As to Iraq, we find on page 21 that everyone agrees that the U.S. is doing more to win than the insurgents are. Even Liberals agree on that point. On page 22, we find that overall, even in this biased poll the consensus is that the war in Iraq is “part of the war against terrorism”, 51% to 46%. Again, a balanced weighting would show an even stronger support for this fact. But the clear message from this poll, is that the President and Republicans are so strong, that even after skewing the weights to over-count the Left, the “summary” writers had to ignore the facts in their own poll in order to pretend that Republicans or the President are doing poorly. The evidence says otherwise, and strongly.
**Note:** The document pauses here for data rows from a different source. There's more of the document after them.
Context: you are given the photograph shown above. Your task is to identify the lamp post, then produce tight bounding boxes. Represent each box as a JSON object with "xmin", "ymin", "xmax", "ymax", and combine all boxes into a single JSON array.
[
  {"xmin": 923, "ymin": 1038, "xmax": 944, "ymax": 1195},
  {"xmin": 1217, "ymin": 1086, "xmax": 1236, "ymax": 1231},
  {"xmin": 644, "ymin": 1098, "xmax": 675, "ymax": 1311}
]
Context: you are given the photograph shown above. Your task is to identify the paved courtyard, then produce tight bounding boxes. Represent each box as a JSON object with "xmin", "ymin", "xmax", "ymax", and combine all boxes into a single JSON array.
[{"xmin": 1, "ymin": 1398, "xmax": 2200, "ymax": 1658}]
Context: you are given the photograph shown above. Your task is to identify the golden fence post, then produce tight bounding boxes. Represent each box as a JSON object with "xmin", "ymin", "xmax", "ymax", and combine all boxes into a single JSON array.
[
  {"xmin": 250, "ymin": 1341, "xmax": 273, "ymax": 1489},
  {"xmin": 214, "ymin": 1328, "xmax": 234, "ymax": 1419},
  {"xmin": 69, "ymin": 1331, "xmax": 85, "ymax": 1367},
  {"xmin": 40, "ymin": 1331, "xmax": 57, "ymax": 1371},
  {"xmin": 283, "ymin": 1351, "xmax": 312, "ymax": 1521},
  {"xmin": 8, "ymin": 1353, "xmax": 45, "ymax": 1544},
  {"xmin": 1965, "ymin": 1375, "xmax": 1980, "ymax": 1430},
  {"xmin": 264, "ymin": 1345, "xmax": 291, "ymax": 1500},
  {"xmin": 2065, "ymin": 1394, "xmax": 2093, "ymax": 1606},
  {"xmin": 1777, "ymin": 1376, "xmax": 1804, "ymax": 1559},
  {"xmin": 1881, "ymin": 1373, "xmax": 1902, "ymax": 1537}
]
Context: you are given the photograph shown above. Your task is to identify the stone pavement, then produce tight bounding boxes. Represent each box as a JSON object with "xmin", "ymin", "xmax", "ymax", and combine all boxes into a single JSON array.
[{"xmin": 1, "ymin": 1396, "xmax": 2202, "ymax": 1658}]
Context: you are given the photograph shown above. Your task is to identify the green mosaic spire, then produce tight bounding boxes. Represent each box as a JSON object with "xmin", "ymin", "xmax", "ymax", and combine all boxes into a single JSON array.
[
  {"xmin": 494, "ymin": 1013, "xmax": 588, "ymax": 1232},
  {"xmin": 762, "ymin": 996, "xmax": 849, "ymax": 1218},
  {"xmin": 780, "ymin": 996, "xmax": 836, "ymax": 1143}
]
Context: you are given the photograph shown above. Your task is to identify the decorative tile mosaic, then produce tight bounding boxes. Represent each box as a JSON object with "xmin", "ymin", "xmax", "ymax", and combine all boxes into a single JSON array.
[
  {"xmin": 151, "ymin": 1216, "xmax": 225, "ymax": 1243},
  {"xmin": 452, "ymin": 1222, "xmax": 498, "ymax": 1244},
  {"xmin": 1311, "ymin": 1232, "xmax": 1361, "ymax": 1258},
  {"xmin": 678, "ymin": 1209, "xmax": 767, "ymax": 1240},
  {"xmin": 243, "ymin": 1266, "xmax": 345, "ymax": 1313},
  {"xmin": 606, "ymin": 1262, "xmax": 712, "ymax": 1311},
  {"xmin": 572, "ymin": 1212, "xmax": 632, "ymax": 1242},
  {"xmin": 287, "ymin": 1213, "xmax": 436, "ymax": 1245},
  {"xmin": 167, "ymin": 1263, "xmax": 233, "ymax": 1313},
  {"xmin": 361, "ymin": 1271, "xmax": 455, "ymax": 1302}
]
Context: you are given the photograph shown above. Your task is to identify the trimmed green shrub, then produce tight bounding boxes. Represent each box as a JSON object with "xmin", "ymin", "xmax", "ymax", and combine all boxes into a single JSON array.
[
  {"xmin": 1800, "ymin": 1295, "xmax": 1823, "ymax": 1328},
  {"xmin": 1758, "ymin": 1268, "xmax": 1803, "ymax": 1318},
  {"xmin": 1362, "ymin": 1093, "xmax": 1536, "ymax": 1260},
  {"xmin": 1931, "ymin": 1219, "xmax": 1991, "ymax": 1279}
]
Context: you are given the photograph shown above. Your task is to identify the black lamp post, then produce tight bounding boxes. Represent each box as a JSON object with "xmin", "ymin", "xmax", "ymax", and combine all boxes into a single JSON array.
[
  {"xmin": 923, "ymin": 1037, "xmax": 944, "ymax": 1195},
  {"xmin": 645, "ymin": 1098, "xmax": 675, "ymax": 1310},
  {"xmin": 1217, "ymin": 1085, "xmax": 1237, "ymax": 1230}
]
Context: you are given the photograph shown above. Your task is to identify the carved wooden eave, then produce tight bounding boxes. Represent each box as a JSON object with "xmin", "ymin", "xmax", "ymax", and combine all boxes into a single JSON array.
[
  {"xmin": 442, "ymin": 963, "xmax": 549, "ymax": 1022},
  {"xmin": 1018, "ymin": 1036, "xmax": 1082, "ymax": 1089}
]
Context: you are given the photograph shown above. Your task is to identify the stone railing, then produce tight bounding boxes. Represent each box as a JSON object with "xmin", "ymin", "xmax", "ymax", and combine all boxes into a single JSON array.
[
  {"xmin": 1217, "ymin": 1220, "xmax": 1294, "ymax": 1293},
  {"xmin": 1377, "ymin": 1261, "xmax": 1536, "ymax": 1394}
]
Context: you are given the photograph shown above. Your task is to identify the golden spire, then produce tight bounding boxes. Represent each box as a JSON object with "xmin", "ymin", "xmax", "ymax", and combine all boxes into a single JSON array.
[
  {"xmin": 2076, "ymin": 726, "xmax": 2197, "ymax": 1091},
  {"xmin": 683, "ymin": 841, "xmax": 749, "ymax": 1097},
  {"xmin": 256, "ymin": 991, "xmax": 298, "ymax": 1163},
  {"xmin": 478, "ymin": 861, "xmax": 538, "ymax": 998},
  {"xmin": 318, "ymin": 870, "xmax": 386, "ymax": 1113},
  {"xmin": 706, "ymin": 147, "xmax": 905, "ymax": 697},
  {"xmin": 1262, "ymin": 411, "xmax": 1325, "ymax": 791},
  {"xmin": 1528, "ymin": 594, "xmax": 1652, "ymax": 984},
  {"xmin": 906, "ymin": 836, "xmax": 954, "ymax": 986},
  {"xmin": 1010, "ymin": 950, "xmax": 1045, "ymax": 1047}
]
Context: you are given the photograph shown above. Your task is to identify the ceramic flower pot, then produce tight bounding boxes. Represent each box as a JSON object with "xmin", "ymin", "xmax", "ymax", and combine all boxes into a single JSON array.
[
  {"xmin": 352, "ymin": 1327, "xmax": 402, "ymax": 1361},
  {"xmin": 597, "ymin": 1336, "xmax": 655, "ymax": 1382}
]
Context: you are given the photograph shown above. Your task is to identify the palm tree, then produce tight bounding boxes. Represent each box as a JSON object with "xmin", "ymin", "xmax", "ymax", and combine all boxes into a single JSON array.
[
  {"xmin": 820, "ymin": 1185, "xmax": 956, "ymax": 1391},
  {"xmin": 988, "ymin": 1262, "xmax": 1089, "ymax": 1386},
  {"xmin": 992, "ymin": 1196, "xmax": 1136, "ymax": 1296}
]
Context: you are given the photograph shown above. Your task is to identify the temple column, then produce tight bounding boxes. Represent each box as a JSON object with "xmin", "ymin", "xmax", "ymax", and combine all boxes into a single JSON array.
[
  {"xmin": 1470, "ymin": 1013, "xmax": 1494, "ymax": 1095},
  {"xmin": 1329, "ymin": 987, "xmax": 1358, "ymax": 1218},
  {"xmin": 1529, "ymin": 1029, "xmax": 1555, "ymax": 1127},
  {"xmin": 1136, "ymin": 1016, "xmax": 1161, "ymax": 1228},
As for the Voice of Dan Rather, one other thing I like about the CBS/NYT is their internal consistency. As a result, a reader can track progress in the public mood by noticing movement within the poll. Even though the poll skews Left, it does so consistently enough that the reader can compensate. And that makes it interesting to note, that on page 1 of the poll, CBS/NYT admits that Bush’s Job Approval numbers are higher than their January 9th, December 7th, or October polls. On the opinion about whether Bush has “strong qualities of leadership”, his present numbers in the new CBS/NYT poll are higher than in December or September of last year. Support for his actions regarding Katrina are the highest CBS/NYT tracked on the question. And CBS/NYT was forced to admit that 61% of respondents think his NSA authorizations were intended primarily to fight terrorism. His approval numbers on that question have climbed 4 points in 3 weeks.
CBS/NYT was forced to admit that the American public “support the idea of monitoring the communications of those the government is suspicious of”, by a 68% to 28% count.
CBS/NYT wanted to sell that people are not especially expecting the economy to get better, but that’s in some part due to the fact that 57% of the people already think it’s in good shape. And 61% think it’s staying the same or getting better.
Of course, both polls played the “push poll” game, by asking questions with emotional weight while hiding important information from the respondents. For instance, they asked whether people felt there were more terrorist incidents now, without citing the statistics showing the actual conditions. They asked about how people felt the economy was doing, without pointing to low unemployment and inflation, and strong GDP growth over Bush’s time in office. But it is still interesting, for all of that, to notice how these enemies of George W. Bush, however inadvertently, are documenting the measure of his success and the stability of his support.